Massage Intake Form
Medical History
Massage and bodywork therapy practices are designed to promote and maintain the health and well-being of the client. These therapies do not include the diagnosis of illness, disease, impairment or disability. If I experience any reactions, pain or discomfort during this session, I will immediately inform the therapist so that the products, pressure and/or manipulations may be adjusted to my level of comfort. Because massage and bodywork therapy may be contraindicated due to certain medical conditions, I affirm that I have informed the therapist of all my known medical conditions and will keep the therapist updated as to any changes in my medical condition.
By signing below, I acknowledge that I have read the above information and give my consent to be treated. This consent form is valid for future treatment, but I will alert the staff is there are any future changes to my medical history.

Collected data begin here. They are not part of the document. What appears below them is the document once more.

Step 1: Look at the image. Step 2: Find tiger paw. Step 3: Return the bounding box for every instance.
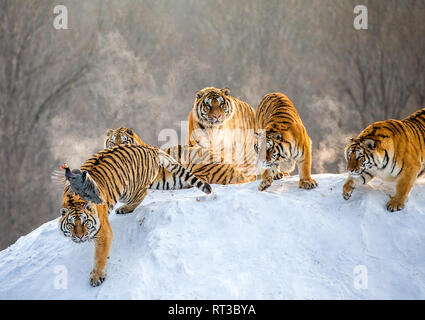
[386,197,405,212]
[90,269,106,287]
[299,178,318,190]
[342,190,352,200]
[116,205,134,214]
[273,172,285,180]
[342,180,354,200]
[258,180,272,191]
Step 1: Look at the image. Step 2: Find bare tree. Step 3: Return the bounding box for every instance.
[314,0,425,126]
[0,0,102,248]
[1,0,424,249]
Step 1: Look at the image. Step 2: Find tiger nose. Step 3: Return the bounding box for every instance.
[214,114,221,119]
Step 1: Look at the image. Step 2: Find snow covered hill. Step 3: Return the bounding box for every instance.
[1,174,425,299]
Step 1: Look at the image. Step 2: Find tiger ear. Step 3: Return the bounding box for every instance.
[272,131,282,141]
[195,90,203,99]
[106,129,114,136]
[60,208,68,216]
[220,87,230,96]
[126,128,134,136]
[344,137,354,144]
[365,139,376,150]
[254,129,266,138]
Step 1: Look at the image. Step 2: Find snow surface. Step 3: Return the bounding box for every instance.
[1,174,425,299]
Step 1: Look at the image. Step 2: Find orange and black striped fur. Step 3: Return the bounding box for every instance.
[187,87,257,176]
[255,93,317,191]
[343,108,425,211]
[59,188,107,286]
[59,144,212,286]
[105,127,255,188]
[105,127,146,148]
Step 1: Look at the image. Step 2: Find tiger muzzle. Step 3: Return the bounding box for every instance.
[347,154,361,174]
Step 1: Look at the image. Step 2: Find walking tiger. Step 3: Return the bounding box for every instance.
[343,107,425,211]
[59,144,211,286]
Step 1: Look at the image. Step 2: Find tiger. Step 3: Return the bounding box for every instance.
[59,144,212,286]
[105,127,255,188]
[254,92,318,191]
[343,107,425,212]
[105,127,146,148]
[186,87,257,176]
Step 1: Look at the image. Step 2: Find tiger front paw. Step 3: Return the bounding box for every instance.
[299,178,318,190]
[258,180,272,191]
[116,205,134,215]
[342,181,354,200]
[386,197,405,212]
[90,269,106,287]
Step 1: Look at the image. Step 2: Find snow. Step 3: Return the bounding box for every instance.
[1,174,425,299]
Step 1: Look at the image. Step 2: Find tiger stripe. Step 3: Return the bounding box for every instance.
[187,87,257,177]
[105,127,256,189]
[59,144,212,287]
[343,107,425,211]
[255,92,317,191]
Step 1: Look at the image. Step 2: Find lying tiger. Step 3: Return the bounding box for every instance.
[343,108,425,211]
[59,144,212,286]
[254,92,318,191]
[105,127,255,188]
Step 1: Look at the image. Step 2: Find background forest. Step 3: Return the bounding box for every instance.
[1,0,424,249]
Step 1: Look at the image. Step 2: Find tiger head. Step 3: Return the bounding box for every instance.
[59,190,100,243]
[345,123,393,176]
[104,127,145,148]
[193,87,234,127]
[254,128,289,169]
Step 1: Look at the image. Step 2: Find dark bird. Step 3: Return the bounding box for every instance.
[62,163,103,204]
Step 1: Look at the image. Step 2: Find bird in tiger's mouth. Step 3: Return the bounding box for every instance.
[58,164,101,244]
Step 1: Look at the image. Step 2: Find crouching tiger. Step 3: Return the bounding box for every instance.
[105,127,256,188]
[343,108,425,212]
[59,144,211,286]
[254,92,318,191]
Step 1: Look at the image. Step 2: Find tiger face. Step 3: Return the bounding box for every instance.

Thank you for completing this questionnaire; by doing so, your therapist can give you the most personalized and effective treatment possible. Your privacy, including the information on this form is strictly confidential, and will not be shared without your permission.
* By signing, you are consenting to the use of your electronic signature in lieu of an original signature on paper. You have the right to request that you sign a paper copy instead. By signing here, you are waiving that right. After consent, you may, upon written request to us, obtain a paper copy of an electronic record. No fee will be charged for such copy and no special hardware or software is required to view it. Your agreement to use an electronic signature with us for any documents will continue until such time as you notify us in writing that you no longer wish to use an electronic signature. There is no penalty for withdrawing your consent. You should always make sure that we have a current email address in order to contact you regarding any changes, if necessary.